Revisiting the radio interferometer measurement equation. IV. A generalized tensor formalism

TL;DR

This paper introduces a tensor-based formalism for radio interferometry measurement equations, overcoming limitations of the traditional matrix approach, and enabling more comprehensive modeling of modern observational scenarios.

Contribution

It develops a generalized tensor formalism for the radio interferometer measurement equation, extending its applicability to complex scenarios like wide-field polarimetry and phased array feeds.

Findings

Tensor formalism describes beamforming, mutual coupling, and wide-field polarimetry.

Tensor equations reduce to 2x2 RIME under certain assumptions.

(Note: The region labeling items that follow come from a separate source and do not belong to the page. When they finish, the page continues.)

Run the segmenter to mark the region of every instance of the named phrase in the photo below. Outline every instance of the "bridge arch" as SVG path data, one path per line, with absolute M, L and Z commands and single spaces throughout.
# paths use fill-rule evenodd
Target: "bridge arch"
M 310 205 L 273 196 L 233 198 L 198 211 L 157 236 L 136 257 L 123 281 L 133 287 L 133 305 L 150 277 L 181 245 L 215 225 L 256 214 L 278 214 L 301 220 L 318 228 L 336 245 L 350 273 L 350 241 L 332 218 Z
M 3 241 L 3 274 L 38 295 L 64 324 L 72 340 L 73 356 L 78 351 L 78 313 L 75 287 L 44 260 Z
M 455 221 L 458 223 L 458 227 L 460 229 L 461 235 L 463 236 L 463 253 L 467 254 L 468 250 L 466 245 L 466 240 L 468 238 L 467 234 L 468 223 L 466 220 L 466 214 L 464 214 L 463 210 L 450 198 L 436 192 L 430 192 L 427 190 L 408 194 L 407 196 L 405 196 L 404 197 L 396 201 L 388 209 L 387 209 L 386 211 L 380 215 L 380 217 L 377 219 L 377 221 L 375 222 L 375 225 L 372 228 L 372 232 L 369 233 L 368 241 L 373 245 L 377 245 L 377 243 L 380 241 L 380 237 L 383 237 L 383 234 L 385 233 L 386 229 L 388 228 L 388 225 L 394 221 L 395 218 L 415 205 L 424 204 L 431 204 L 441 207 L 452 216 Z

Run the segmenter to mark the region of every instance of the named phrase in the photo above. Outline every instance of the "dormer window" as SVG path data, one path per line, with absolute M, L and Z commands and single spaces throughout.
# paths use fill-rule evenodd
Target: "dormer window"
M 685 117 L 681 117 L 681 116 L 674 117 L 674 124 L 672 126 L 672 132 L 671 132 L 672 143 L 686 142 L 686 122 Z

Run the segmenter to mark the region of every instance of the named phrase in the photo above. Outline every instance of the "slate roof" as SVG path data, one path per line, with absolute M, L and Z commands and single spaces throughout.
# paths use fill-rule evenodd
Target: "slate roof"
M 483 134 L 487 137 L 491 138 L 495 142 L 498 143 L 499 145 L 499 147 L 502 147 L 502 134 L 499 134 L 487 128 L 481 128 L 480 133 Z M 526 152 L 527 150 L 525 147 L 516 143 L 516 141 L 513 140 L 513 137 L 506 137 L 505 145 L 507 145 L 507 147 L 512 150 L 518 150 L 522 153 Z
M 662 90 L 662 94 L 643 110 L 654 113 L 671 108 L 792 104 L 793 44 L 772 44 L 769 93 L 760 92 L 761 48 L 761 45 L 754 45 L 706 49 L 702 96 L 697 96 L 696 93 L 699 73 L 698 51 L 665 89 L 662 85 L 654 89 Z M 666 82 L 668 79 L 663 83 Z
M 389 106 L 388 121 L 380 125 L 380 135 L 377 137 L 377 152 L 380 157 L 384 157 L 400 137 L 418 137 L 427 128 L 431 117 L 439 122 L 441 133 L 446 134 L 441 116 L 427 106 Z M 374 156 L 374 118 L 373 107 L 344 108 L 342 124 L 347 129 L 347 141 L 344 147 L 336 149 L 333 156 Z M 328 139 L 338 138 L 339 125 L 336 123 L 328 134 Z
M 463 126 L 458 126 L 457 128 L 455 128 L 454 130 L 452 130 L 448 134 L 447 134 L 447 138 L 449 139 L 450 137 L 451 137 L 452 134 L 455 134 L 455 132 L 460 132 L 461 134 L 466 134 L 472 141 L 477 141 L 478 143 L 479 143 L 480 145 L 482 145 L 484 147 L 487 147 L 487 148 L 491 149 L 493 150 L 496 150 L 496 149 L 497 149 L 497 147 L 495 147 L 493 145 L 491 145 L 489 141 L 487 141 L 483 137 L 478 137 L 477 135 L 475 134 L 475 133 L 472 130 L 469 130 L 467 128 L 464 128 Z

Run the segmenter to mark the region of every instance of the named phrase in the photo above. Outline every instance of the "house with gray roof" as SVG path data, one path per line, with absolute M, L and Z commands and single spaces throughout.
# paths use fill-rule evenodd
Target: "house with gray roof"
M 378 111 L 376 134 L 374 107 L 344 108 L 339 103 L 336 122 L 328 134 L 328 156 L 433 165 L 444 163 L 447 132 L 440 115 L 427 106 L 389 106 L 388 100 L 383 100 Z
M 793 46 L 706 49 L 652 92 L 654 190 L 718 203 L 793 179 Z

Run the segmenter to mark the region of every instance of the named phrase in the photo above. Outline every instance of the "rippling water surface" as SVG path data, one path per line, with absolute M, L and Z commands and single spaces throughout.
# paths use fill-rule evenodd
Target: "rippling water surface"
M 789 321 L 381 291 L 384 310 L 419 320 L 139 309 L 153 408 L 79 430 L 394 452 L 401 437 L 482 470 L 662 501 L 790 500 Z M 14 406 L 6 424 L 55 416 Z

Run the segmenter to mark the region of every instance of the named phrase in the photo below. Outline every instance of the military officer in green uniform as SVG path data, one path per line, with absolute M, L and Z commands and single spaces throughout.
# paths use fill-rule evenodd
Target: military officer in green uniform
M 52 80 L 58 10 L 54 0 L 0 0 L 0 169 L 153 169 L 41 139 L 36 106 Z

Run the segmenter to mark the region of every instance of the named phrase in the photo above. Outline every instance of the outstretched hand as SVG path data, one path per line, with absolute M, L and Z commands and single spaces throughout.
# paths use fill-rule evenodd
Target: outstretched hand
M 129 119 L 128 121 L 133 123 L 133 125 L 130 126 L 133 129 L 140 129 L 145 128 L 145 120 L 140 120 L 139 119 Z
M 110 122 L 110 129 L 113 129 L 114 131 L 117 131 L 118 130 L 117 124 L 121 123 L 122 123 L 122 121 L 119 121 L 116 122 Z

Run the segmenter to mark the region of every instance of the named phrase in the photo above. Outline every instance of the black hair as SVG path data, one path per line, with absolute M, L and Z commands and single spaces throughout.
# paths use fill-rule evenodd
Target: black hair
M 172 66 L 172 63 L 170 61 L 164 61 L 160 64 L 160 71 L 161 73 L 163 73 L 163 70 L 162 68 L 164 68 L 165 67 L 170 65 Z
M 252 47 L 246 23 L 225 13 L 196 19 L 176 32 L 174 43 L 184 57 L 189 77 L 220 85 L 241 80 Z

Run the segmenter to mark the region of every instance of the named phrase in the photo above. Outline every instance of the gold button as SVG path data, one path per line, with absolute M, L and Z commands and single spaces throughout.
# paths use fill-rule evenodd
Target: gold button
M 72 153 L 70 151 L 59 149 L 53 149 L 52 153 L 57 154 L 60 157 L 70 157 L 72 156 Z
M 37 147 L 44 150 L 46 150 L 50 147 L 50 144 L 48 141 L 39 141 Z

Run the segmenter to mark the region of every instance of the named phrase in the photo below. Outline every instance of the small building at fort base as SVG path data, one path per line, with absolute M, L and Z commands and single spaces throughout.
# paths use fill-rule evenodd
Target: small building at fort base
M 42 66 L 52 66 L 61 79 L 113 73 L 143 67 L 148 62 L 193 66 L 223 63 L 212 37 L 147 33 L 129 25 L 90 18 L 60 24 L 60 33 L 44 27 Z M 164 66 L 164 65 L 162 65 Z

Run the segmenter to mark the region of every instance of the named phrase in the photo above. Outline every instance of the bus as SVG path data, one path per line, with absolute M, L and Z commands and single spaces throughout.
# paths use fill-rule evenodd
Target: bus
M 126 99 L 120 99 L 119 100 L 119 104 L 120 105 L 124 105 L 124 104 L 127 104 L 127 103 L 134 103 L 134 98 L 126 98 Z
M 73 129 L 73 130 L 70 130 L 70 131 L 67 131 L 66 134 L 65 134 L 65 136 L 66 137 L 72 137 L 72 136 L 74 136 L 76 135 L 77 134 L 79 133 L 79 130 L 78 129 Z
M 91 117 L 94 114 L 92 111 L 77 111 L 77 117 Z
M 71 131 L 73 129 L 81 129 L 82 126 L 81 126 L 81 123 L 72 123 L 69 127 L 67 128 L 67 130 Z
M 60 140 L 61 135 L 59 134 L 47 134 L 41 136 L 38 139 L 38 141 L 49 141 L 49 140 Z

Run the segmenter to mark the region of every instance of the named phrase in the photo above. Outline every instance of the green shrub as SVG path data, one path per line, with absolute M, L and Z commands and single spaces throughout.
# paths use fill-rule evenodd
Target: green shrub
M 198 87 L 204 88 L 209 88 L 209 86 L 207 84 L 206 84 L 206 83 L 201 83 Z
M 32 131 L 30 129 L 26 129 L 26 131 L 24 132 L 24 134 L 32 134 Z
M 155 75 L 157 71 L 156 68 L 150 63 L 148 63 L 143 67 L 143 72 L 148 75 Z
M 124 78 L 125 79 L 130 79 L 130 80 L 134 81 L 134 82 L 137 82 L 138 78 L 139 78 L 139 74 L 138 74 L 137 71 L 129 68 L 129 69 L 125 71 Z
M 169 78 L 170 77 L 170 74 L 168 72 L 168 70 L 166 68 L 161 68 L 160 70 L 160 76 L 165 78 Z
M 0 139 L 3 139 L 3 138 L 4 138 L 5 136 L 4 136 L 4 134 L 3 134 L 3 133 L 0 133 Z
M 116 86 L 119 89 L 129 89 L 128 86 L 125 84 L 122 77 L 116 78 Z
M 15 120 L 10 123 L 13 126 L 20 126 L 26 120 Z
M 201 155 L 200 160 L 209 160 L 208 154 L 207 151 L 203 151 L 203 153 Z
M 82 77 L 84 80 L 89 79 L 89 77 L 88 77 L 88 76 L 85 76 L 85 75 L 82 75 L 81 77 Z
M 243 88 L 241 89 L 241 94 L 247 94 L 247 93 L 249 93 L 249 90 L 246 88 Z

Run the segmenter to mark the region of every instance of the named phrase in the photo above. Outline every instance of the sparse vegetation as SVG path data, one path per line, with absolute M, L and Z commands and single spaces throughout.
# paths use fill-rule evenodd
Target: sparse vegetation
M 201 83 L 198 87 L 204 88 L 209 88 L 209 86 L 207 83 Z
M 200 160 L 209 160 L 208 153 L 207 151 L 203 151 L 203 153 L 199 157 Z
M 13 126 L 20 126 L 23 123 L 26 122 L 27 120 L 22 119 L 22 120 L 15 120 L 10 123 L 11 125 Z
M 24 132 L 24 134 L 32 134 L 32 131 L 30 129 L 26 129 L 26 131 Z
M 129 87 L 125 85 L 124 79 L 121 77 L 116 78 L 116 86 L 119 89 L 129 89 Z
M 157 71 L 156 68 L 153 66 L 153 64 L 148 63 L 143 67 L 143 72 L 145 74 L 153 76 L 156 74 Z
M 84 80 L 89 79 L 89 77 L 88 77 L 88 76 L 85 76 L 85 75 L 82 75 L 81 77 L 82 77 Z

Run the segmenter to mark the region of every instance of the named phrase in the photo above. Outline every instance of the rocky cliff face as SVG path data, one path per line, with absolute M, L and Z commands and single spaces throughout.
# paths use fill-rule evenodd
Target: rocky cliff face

Proposes methods for practical implementation of tensor equations.

Abstract

The radio interferometer measurement equation (RIME), especially in its 2x2 form, has provided a comprehensive matrix-based formalism for describing classical radio interferometry and polarimetry, as shown in the previous three papers of this series. However, recent practical and theoretical developments, such as phased array feeds (PAFs), aperture arrays (AAs) and wide-field polarimetry, are exposing limitations of the formalism. This paper aims to develop a more general formalism that can be used to both clearly define the limitations of the matrix RIME, and to describe observational scenarios that lie outside these limitations. Some assumptions underlying the matrix RIME are explicated and analysed in detail. To this purpose, an array correlation matrix (ACM) formalism is explored. This proves of limited use; it is shown that matrix algebra is simply not a sufficiently flexible tool for the job. To overcome these limitations, a more general formalism based on tensors and the Einstein notation is proposed and explored both theoretically, and with a view to practical implementations. The tensor formalism elegantly yields generalized RIMEs describing beamforming, mutual coupling, and wide-field polarimetry in one equation. It is shown that under the explicated assumptions, tensor equations reduce to the 2x2 RIME. From a practical point of view, some methods for implementing tensor equations in an optimal way are proposed and analysed. The tensor RIME is a powerful means of describing observational scenarios not amenable to the matrix RIME. Even in cases where the latter remains applicable, the tensor formalism can be a valuable tool for understanding the limits of such applicability.